For 30 minutes that I will forever treasure, I had bone-deep knowledge that this green, blue, and white planet on which we live was wheeling me safely through an unimaginable vastness, embracing me in beauty that beggars description.

Today is Earth Day, 2015. May we remember who and where we are. May we do everything in our power to care for this precious planet that has for so long been our sanctuary in space, spinning endlessly to carry us home.

The Milky Way from the Grand Canyon. Image by Michael Wilson/Flickr (CC BY-NC-ND 2.0)..

In the following poem, I’ve taken liberties with a theory that says the Grand Canyon was formed over millions of years by water cutting through a rising dome of rock. I don’t know if scientists still regard that theory as credible. But if they don’t, that’s okay.

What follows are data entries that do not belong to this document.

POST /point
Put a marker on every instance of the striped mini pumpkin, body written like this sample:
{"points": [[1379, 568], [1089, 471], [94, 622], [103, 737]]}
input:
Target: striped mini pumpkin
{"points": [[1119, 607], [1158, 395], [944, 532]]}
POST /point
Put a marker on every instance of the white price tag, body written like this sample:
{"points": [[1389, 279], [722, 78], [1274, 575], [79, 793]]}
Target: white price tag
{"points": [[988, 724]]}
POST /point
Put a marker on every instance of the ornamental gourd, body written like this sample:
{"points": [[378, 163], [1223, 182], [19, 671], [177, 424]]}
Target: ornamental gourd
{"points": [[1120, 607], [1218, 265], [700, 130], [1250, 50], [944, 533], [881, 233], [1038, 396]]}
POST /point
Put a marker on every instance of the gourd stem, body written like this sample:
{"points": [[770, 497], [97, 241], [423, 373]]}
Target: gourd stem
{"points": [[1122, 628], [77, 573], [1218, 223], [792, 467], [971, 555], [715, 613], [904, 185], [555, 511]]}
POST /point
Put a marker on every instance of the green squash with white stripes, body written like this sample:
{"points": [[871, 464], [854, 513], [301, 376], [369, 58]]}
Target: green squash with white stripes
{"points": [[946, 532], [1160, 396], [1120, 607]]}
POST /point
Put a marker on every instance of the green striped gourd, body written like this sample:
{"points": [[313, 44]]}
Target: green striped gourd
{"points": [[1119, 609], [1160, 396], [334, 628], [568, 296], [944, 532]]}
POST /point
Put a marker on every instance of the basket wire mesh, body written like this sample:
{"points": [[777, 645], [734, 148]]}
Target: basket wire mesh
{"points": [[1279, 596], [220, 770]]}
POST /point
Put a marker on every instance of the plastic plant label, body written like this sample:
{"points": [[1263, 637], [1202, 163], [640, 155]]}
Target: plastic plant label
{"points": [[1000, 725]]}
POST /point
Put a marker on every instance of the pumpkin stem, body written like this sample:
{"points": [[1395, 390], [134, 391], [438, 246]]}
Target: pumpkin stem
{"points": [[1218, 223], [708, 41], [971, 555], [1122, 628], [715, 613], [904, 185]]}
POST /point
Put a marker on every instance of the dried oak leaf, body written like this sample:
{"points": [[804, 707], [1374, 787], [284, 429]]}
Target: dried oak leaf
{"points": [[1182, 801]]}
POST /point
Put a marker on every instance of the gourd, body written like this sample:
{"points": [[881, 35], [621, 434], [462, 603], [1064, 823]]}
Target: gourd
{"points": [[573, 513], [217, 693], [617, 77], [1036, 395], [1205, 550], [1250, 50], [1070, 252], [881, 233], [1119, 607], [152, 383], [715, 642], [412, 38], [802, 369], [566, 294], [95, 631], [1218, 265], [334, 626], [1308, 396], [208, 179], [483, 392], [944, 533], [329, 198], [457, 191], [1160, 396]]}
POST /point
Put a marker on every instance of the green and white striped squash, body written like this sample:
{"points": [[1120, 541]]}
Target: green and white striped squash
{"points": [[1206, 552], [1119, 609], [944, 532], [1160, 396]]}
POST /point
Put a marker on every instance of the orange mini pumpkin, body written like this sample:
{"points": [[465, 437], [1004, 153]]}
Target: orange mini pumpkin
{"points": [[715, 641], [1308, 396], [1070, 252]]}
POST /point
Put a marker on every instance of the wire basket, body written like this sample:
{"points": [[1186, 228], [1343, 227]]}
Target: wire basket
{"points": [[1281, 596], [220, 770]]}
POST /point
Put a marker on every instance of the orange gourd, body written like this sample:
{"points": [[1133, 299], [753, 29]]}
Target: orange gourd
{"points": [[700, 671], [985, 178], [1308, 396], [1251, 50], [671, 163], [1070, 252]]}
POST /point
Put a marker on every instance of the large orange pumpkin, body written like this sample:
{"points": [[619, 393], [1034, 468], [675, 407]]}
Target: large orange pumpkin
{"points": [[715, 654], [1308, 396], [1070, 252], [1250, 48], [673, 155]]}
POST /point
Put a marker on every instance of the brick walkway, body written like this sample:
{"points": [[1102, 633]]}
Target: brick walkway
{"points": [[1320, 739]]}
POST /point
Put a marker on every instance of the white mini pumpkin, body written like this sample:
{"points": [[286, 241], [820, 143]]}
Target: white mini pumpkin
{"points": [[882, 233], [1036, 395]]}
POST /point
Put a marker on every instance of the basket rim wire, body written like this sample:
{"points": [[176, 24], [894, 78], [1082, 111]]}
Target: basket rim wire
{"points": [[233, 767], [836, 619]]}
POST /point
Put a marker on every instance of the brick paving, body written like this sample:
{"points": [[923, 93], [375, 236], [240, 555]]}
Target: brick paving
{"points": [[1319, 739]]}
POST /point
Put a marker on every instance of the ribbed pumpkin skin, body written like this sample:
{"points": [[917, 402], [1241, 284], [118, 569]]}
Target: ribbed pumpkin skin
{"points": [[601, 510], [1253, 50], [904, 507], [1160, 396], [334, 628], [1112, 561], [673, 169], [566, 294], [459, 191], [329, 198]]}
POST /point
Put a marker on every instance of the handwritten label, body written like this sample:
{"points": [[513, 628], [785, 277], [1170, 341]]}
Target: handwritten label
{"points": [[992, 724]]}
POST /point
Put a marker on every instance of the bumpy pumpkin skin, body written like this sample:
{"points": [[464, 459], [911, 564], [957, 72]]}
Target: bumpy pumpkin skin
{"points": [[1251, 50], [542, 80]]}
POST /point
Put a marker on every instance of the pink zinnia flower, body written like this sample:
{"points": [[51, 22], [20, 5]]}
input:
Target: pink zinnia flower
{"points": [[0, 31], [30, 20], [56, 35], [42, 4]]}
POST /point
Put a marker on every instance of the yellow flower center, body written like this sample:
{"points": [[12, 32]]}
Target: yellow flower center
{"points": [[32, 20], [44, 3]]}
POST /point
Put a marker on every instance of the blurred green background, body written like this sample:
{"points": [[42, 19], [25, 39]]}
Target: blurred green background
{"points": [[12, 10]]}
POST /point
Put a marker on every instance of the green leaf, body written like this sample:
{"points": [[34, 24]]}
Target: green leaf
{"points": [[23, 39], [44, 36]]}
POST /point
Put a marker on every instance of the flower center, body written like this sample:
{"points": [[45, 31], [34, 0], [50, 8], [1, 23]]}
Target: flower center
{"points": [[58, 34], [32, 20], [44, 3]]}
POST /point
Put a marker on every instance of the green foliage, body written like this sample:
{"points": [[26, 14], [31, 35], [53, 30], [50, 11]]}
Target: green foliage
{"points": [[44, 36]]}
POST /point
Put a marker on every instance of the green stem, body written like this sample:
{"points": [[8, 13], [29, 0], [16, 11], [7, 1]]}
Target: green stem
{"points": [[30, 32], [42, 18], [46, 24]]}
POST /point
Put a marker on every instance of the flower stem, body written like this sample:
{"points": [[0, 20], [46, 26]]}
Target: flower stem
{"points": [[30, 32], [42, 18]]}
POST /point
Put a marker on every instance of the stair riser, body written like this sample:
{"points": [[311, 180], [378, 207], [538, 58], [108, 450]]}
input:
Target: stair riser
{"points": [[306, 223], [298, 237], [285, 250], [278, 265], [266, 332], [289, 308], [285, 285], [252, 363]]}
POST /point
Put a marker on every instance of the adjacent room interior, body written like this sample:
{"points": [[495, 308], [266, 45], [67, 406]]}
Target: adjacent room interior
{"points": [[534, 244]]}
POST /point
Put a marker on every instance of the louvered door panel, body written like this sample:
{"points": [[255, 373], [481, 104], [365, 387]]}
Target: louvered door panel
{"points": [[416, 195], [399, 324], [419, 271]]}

The poem is less about the formation of the Grand Canyon than about the formation of my own life — and on that topic I get the last word!

Grand Canyon

They say the layered earth rose up
ancient rock leviathan
trailing ages in its wake
lifting earthmass toward the sun
and coursing water cut the rock away
to leave these many-storied walls
exposé of ages gone
around this breathless emptiness
more wondrous far
than earth had ever known

My life has risen layered too
each day each year in turn has left
its fossil life and sediments
evidence of lived and unlived hours
the tedium the anguish yes the joy
that some heart-deep vitality
keeps pressing upward
toward the day I die

And Spirit cuts like water through it all
carving out this emptiness
so inner eye can see
the soaring height of canyon walls within
walls whose very color, texture, form
redeem in beauty all my life has been
the darkness and the light, the false, the true
while deep below the living waters run
cutting deeper through my parts
to resurrect my grave-bound heart
making, always making, all things new.


Parker Palmer’s poem will appear in Going Down Grand: Poems from the Canyon, edited by Peter Anderson and Rick Kempa, to be published by Lithic Press in July, 2015.